They argue the FDA spied on them in retaliation for their blowing the whistle on what they deemed to be unsafe agency practices; if true, that would be illegal. FDA argues the agency was trying to identify potential leaks of sensitive information following a complaint by a company that claimed proprietary information had been disseminated.
But in the process of tracking the source of the leaks, FDA also collected volumes of personally identifiable information — bank accounts, passwords, private emails and more. And much of it ended up in the possession of an FDA contractor and, inexplicably, on the Web.
Ironically, having invaded the privacy of those six employees, the FDA has thus far evaded direct questions about who made the decision to monitor the employees and how the data that was extracted from their keystrokes made it onto the Internet. Sen. Charles Grassley, R-Iowa, has asked the Health and Human Services Department’s inspector general to investigate.
Most employees know their work activities are subject to monitoring within reasonable limits and that their employer has legitimate needs to ensure they handle sensitive information properly.
But it’s critical that agencies apply a clear, consistent approach to monitoring.

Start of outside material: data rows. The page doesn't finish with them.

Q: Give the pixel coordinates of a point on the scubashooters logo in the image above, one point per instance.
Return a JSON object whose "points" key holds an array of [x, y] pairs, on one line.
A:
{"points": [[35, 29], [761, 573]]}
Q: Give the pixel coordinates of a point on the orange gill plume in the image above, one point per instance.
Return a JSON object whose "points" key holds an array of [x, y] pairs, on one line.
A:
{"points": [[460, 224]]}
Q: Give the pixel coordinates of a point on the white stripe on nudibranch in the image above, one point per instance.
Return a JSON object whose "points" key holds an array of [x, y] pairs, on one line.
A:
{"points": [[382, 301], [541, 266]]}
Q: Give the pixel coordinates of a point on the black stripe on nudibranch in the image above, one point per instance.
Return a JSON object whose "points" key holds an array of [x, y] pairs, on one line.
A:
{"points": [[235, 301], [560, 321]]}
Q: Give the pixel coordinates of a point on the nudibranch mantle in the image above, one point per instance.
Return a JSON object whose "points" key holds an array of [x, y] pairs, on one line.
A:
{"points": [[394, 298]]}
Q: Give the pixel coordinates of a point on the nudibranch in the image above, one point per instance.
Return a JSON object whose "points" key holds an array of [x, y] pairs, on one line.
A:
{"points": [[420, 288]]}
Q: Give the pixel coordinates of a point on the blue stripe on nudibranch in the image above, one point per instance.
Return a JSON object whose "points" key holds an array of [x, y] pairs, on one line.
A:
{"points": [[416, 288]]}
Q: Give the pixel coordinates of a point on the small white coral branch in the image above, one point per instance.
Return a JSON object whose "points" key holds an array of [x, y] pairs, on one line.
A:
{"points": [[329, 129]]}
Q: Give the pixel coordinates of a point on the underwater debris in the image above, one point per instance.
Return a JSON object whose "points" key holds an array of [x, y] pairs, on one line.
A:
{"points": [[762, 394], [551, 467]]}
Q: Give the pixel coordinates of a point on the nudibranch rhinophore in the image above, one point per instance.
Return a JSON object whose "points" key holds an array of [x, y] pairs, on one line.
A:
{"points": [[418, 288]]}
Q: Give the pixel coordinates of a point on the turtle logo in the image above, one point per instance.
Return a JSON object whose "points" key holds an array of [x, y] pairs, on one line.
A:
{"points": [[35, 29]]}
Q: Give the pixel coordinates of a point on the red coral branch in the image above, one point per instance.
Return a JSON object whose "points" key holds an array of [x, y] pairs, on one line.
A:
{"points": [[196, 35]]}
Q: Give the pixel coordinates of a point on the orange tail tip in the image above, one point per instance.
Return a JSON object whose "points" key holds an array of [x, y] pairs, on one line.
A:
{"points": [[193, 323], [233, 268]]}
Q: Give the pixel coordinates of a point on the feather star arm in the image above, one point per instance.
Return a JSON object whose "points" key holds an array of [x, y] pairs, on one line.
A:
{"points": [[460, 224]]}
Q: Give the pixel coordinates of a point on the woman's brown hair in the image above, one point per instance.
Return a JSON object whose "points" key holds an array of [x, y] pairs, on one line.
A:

When it comes to singling out specific employees for more extensive monitoring, there must be a clear basis of suspicion that is supported by evidence. And the authority to order that more extensive monitoring should be vested in specific senior officials who will then be accountable for the action they approve. Due process for the employee must be assured.
It is particularly troubling that, even now, key details of how FDA’s monitoring decisions were made and by whom remain a mystery.
Finally, the government needs to establish rules for how personal information is treated when it is collected. Even employees under suspicion of wrongdoing have privacy rights. Who gets access to that data, how it is protected, and what happens to it once an investigation is completed remain critical questions that must be understood.